Oakmark Equity and Income Fund stated the following regarding Genuine Parts Company (NYSE:GPC) in its Q3 2024 investor letter:

“Genuine Parts Company (NYSE:GPC) is a distributor of automotive and industrial replacement parts. The company primarily operates under the NAPA brand name in the automotive market and Motion Industries in the industrials market. The two business segments address different end markets but share some attractive traits. In both markets, the majority of sales are replacement parts, which leads to steady demand and dampened cyclicality. Customers often prioritize speed and service over price, which promotes a rational competitive pricing environment. Additionally, both markets are fragmented, with GPC representing one of a handful of scale players competing against a long tail of independent operators. The NAPA ecosystem, which includes nearly 2,000 company-owned stores and nearly 4,800 independently owned stores in North America, is a difficult-to-replicate asset that offers broad coverage nationwide. We see opportunity for the store base to operate more efficiently as management’s recent investments start to bear fruit. Motion Industries is the clear leader in its niche with roughly twice the revenue base of the closest direct competitor, and it differentiates itself via its technical salesforce and network density. Historically, GPC has consistently earned high returns on capital and supplements solid organic growth with value-accretive tuck-in acquisitions. The stock trades at a sizeable P/E discount to peers and the broader market, which we view as an attractive entry point.”

7. Asbury Automotive Group, Inc. (NYSE:ABG)

Number of Hedge Fund Holders: 30

Asbury Automotive Group, Inc. (NYSE:ABG) is an international automotive retailer based in the United States. The company primarily operates by selling vehicles and providing car parts and repairing services. Its Total Care Auto segment, powered by Landcar, is a significant component of its business model, specializing in service contracts and other vehicle protection products. The segment operates 37 collision repair centers in 14 states across the country.

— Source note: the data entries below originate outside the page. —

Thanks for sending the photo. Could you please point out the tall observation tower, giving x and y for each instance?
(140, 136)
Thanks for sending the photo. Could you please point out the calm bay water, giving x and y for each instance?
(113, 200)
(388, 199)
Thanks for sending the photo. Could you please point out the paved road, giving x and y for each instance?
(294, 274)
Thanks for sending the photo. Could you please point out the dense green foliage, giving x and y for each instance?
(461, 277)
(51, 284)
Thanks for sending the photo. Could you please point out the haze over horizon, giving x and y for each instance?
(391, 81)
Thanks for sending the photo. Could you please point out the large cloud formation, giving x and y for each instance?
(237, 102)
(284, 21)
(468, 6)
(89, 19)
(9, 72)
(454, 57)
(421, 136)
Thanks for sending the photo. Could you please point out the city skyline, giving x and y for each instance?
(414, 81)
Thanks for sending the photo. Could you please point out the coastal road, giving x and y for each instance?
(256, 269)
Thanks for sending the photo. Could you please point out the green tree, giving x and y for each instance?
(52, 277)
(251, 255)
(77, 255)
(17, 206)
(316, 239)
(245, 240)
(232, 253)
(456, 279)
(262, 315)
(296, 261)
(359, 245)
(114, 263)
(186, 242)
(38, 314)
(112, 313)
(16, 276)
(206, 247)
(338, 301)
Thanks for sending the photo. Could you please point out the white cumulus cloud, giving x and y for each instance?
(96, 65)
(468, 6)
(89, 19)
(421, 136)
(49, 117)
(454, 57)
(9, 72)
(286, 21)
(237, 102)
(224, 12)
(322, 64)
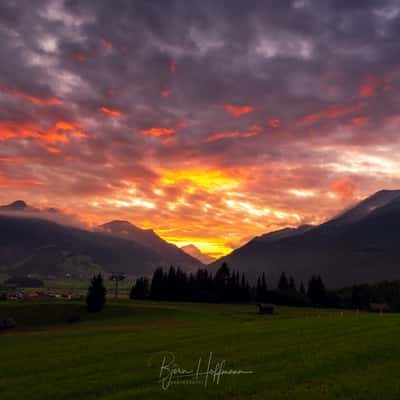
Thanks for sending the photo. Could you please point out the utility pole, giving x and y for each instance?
(117, 278)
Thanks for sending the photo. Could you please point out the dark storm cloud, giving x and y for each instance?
(153, 86)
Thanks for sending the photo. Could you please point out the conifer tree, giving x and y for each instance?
(96, 296)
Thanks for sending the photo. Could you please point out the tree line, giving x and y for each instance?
(228, 285)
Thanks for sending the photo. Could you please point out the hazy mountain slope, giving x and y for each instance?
(21, 238)
(168, 252)
(361, 245)
(196, 253)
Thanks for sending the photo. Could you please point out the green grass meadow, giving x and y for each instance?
(117, 354)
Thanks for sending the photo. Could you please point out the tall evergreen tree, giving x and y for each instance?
(283, 283)
(140, 290)
(96, 296)
(158, 285)
(292, 284)
(221, 281)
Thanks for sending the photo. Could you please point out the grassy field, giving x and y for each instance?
(118, 354)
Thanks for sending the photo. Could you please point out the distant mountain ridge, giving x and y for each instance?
(168, 252)
(359, 245)
(196, 253)
(32, 244)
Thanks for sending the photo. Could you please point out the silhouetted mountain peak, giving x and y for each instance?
(148, 238)
(16, 205)
(365, 207)
(193, 251)
(283, 233)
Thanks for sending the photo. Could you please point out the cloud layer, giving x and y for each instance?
(207, 121)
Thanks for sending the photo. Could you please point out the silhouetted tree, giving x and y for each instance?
(292, 284)
(140, 290)
(117, 278)
(283, 284)
(316, 291)
(96, 297)
(158, 285)
(302, 289)
(221, 281)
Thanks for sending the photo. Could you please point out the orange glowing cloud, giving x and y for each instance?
(334, 111)
(107, 44)
(209, 180)
(165, 93)
(359, 120)
(274, 123)
(59, 133)
(52, 101)
(235, 134)
(344, 187)
(79, 56)
(158, 131)
(6, 182)
(238, 111)
(111, 112)
(370, 87)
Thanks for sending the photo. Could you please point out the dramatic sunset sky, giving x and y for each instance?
(208, 121)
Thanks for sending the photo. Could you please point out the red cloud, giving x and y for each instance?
(58, 134)
(79, 56)
(334, 111)
(106, 44)
(370, 86)
(52, 101)
(238, 111)
(158, 131)
(359, 120)
(111, 112)
(235, 134)
(344, 187)
(6, 182)
(274, 123)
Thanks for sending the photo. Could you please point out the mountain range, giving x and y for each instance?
(192, 250)
(357, 246)
(31, 244)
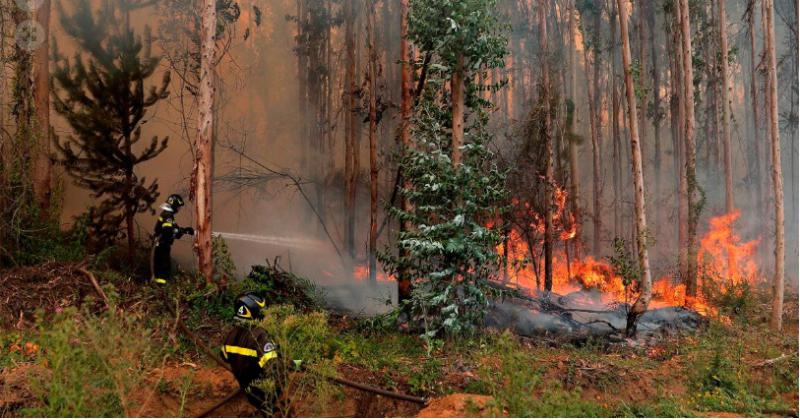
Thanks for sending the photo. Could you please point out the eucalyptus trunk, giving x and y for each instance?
(204, 158)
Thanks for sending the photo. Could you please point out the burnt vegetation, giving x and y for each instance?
(526, 208)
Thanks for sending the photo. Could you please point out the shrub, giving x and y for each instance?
(91, 363)
(306, 337)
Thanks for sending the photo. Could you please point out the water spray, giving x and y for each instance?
(271, 240)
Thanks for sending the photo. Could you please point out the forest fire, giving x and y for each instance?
(723, 256)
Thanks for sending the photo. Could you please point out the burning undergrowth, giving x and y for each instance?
(589, 297)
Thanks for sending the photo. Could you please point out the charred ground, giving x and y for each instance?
(730, 364)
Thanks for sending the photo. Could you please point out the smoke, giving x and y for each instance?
(259, 112)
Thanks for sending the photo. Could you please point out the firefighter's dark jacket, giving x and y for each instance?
(250, 353)
(166, 230)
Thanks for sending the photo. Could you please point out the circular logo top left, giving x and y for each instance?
(29, 35)
(29, 5)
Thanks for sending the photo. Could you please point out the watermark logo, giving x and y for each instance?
(29, 5)
(29, 35)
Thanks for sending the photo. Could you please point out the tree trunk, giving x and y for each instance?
(777, 174)
(755, 167)
(457, 91)
(42, 173)
(651, 24)
(404, 282)
(595, 156)
(641, 5)
(373, 143)
(645, 283)
(691, 179)
(678, 124)
(204, 158)
(726, 131)
(615, 125)
(351, 151)
(548, 142)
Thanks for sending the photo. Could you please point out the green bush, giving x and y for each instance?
(91, 364)
(306, 337)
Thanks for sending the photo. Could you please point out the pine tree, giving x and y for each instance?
(454, 196)
(101, 94)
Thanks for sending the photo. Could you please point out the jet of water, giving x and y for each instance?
(271, 240)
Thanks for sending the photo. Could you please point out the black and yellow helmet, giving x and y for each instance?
(175, 202)
(249, 306)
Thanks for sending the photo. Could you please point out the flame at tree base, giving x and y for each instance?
(723, 259)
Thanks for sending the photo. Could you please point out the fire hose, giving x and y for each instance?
(334, 379)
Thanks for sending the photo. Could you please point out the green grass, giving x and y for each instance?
(91, 363)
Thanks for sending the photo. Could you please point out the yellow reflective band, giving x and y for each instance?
(267, 357)
(240, 350)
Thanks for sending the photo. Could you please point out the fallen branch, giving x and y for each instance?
(299, 186)
(374, 390)
(96, 285)
(770, 362)
(227, 399)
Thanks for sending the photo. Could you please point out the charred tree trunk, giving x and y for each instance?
(457, 91)
(548, 147)
(645, 283)
(640, 17)
(651, 24)
(678, 124)
(204, 158)
(43, 169)
(351, 151)
(373, 143)
(693, 209)
(755, 166)
(597, 224)
(404, 282)
(573, 147)
(615, 124)
(726, 131)
(776, 317)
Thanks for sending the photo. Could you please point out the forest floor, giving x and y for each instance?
(133, 361)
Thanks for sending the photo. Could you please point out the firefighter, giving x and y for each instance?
(166, 231)
(252, 355)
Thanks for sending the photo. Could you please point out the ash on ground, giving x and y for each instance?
(582, 315)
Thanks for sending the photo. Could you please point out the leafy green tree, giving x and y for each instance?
(101, 93)
(451, 249)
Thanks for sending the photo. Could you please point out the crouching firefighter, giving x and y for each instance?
(166, 231)
(253, 356)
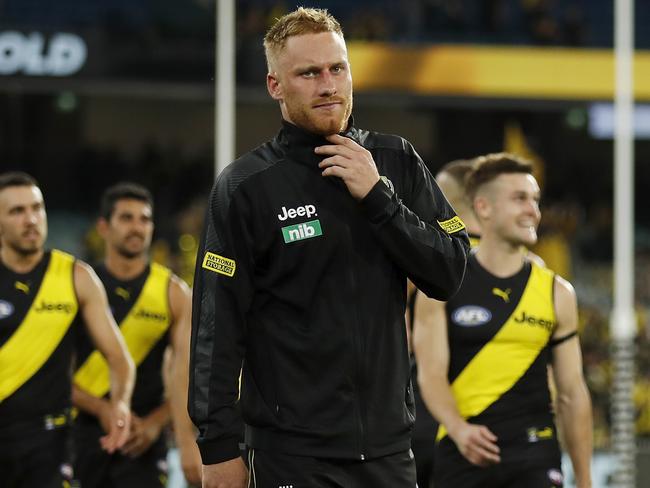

During the third quarter, Madison Mid Cap Fund announced adding Asbury Automotive Group, Inc. (NYSE:ABG) to its portfolio. The firm stated that while the company owns a diversified portfolio of dealerships, its Parts and Services business tends to earn more profits. The anticipation by Madison stood true as during the fiscal third quarter results delivered $4.2 billion in revenue, up 16% year-over-year. While the revenue growth was driven by a 16% increase in new vehicle sales and a 13% increase in used vehicle sales, both components reported 11% and 6% decreases in gross profits. On the other hand, its Parts and Services segment not only grew revenue by 13% but also improved gross profits by 16%. The segment provided damage control to the overall gross profit which decreased only 142 bps year-over-year. It is one of the best car repair stocks to invest in.

Madison Mid Cap Fund stated the following regarding Asbury Automotive Group, Inc. (NYSE:ABG) in its Q3 2024 investor letter:

“During the quarter we added three new holdings: Graco, Lithia Motors, and Asbury Automotive Group, Inc. (NYSE:ABG). We purchased shares in Lithia Motors and Asbury Automotive, two of the largest auto franchise dealer groups in the country, owning a diversified portfolio of dealerships ranging from Toyota to Ford to Mercedes. Investors tend to pay a lot of attention to the level of new car sales, but dealers actually earn more in profits from parts and service than they do from selling new cars, and this steady business provides a nice ballast throughout the economic cycle. In addition, we believe these businesses have a long runway to create value via consolidation of this fragmented industry, as the advantages of scale are increasing.”